In der Nähe des Naturschutzgebiets befindet sich ein Vorkommen der sehr seltenen Klein-Resede (Reseda phyteuma) sowie ein Naturdenkmal mit einem Vorkommen der ebenfalls sehr seltenen Europa-Hornmelde (Krascheninnikovia ceratoides).
Schutz
Der Trockenrasen wurde erstmals 1914 im Zuge einer Exkursion begangen und fand in Folge Eingang in die wissenschaftliche Literatur. Bereits am 21. April 1914 stellte der Verein für Denkmalpflege und Heimatschutz in Niederösterreich einen Antrag zur Unterschutzstellung „an den hohen Landesausschuß des Erzherzogtums Österreich u. d. Enns“, in dem der naturschutzfachliche Wert des Gebiets genau und ausführlich beschrieben wurde. Es wurde darin vorgeschlagen, dass das niederösterreichische Landesmuseum das Grundstück kaufen und als „Schaustück des Landesmuseums unter freiem Himmel“ verwalten solle. Nachdem das Ansuchen am 4. Oktober 1914 lapidar abgelehnt worden war, wandelte sich der Verein an die „löbliche k. k. Bezirkshauptmannschaft Oberhollabrunn“ um eine kriegsbedingt vorgeschriebene Bestellung der brachliegenden Parzelle zu unterbinden. Diesem Antrag wurde stattgegeben und das Naturkleinod vorläufig gerettet. Die offizielle Unterschutzstellung erfolgt erst am 23. September 1943.
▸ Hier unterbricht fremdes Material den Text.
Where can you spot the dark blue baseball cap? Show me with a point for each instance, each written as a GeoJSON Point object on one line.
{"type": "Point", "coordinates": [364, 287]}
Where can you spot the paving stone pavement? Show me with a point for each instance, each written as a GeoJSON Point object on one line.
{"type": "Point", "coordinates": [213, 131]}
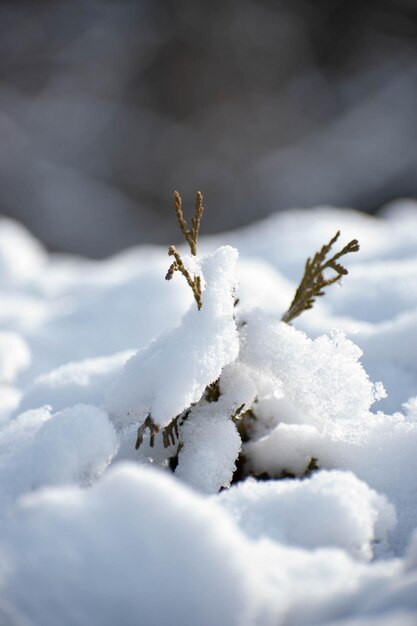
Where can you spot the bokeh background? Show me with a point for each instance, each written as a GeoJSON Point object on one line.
{"type": "Point", "coordinates": [106, 107]}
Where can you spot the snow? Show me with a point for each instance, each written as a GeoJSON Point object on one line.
{"type": "Point", "coordinates": [330, 509]}
{"type": "Point", "coordinates": [170, 374]}
{"type": "Point", "coordinates": [227, 524]}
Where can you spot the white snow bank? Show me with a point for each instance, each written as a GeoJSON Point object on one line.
{"type": "Point", "coordinates": [136, 548]}
{"type": "Point", "coordinates": [328, 509]}
{"type": "Point", "coordinates": [39, 449]}
{"type": "Point", "coordinates": [172, 372]}
{"type": "Point", "coordinates": [14, 356]}
{"type": "Point", "coordinates": [94, 556]}
{"type": "Point", "coordinates": [21, 255]}
{"type": "Point", "coordinates": [322, 380]}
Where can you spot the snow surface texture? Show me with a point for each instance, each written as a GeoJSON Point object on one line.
{"type": "Point", "coordinates": [89, 349]}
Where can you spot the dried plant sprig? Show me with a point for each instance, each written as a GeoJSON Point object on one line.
{"type": "Point", "coordinates": [191, 237]}
{"type": "Point", "coordinates": [313, 281]}
{"type": "Point", "coordinates": [153, 428]}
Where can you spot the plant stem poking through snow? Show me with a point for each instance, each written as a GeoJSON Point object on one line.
{"type": "Point", "coordinates": [153, 430]}
{"type": "Point", "coordinates": [191, 237]}
{"type": "Point", "coordinates": [313, 281]}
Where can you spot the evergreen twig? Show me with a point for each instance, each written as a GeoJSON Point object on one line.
{"type": "Point", "coordinates": [191, 237]}
{"type": "Point", "coordinates": [313, 281]}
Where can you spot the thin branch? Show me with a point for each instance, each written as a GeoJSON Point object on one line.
{"type": "Point", "coordinates": [313, 281]}
{"type": "Point", "coordinates": [191, 237]}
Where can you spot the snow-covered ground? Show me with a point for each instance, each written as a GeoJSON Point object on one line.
{"type": "Point", "coordinates": [96, 533]}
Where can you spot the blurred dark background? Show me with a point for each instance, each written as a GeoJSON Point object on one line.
{"type": "Point", "coordinates": [106, 107]}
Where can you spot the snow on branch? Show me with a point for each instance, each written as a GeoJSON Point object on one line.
{"type": "Point", "coordinates": [313, 281]}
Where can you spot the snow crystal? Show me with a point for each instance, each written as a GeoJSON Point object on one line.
{"type": "Point", "coordinates": [328, 509]}
{"type": "Point", "coordinates": [38, 449]}
{"type": "Point", "coordinates": [172, 372]}
{"type": "Point", "coordinates": [94, 557]}
{"type": "Point", "coordinates": [79, 382]}
{"type": "Point", "coordinates": [322, 379]}
{"type": "Point", "coordinates": [14, 356]}
{"type": "Point", "coordinates": [130, 543]}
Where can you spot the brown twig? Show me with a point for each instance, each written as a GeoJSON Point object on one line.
{"type": "Point", "coordinates": [191, 237]}
{"type": "Point", "coordinates": [313, 281]}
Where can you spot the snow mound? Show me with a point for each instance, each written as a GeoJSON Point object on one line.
{"type": "Point", "coordinates": [330, 509]}
{"type": "Point", "coordinates": [115, 535]}
{"type": "Point", "coordinates": [39, 448]}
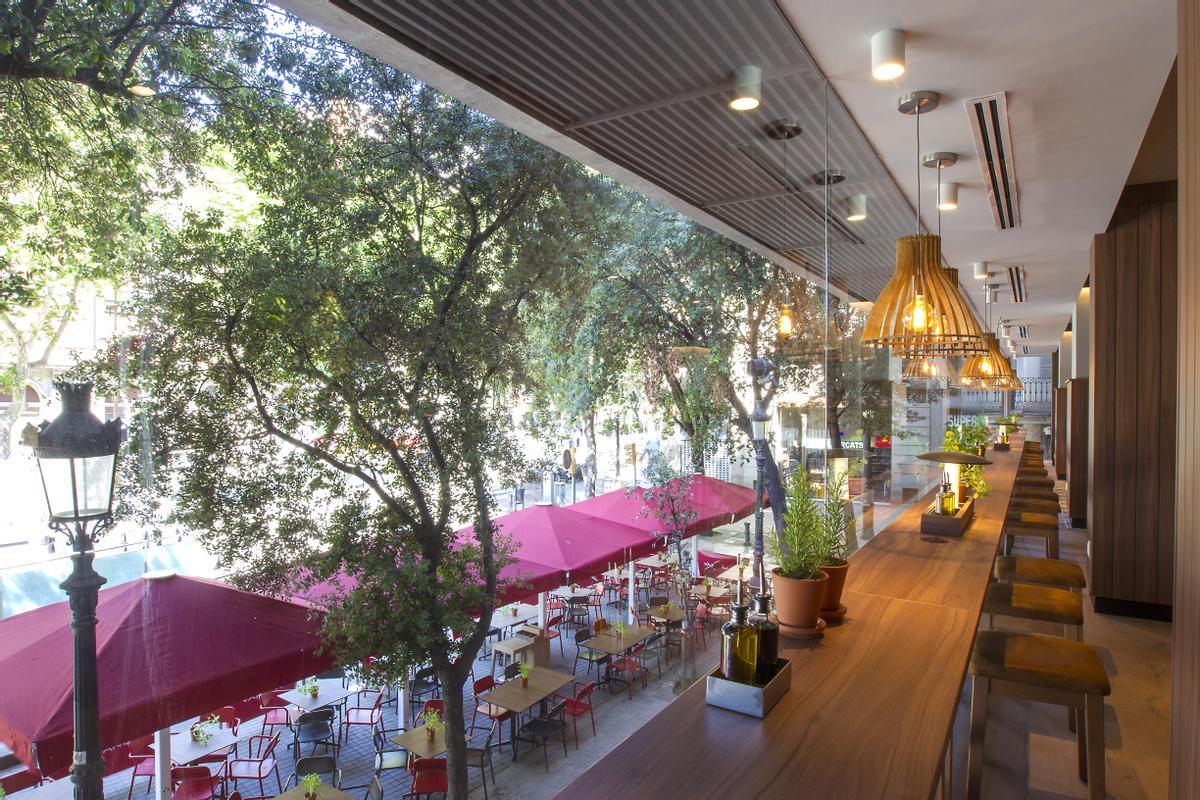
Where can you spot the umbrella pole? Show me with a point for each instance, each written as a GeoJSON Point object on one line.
{"type": "Point", "coordinates": [162, 788]}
Das Naturschutzgebiet befindet sich heute im Natura 2000-Gebiet „Westliches Weinviertel“. Pannonische Steppen- und Trockenrasen gelten nach der Fauna-Flora-Habitat-Richtlinie der EU als prioritäre Lebensräume und unterliegen einem besonderen Schutz. Im Rahmen eines LIFE-Projekts konnten im Zeitraum von 2004 bis 2008 umfangreiche Pflege- und Managementmaßnahmen gesetzt werden. Dazu gehörten die großflächige Entfernung von invasiven Gehölzen und eine kleinräumig differenzierte Pflege um den Trockenrasen aufzuwerten und die geschützten Arten zu fördern. Eine grundsätzliche Gefährdung besteht durch Dünger- und Pestizideinwehung aus den umliegenden Intensivbewirtschaftungen sowie durch invasive Gehölze, v. a. Robinien.
Bilder
- Blick auf den Mühlberg von Südwesten.
- Offene Lössstellen stellen einen wertvollen Lebensraum für spezialisierte Tier- und Pflanzenarten dar.
- Südlicher Teil mit Wermut-Vegetation.
- Boden-Tragant (Astragalus exscapus), in Österreich vom Aussterben bedroht.
- Klein-Resede (Reseda phyteuma), in Österreich stark gefährdet.
- Österreich-Tragant (Astragalus austriacus), in Österreich gefährdet.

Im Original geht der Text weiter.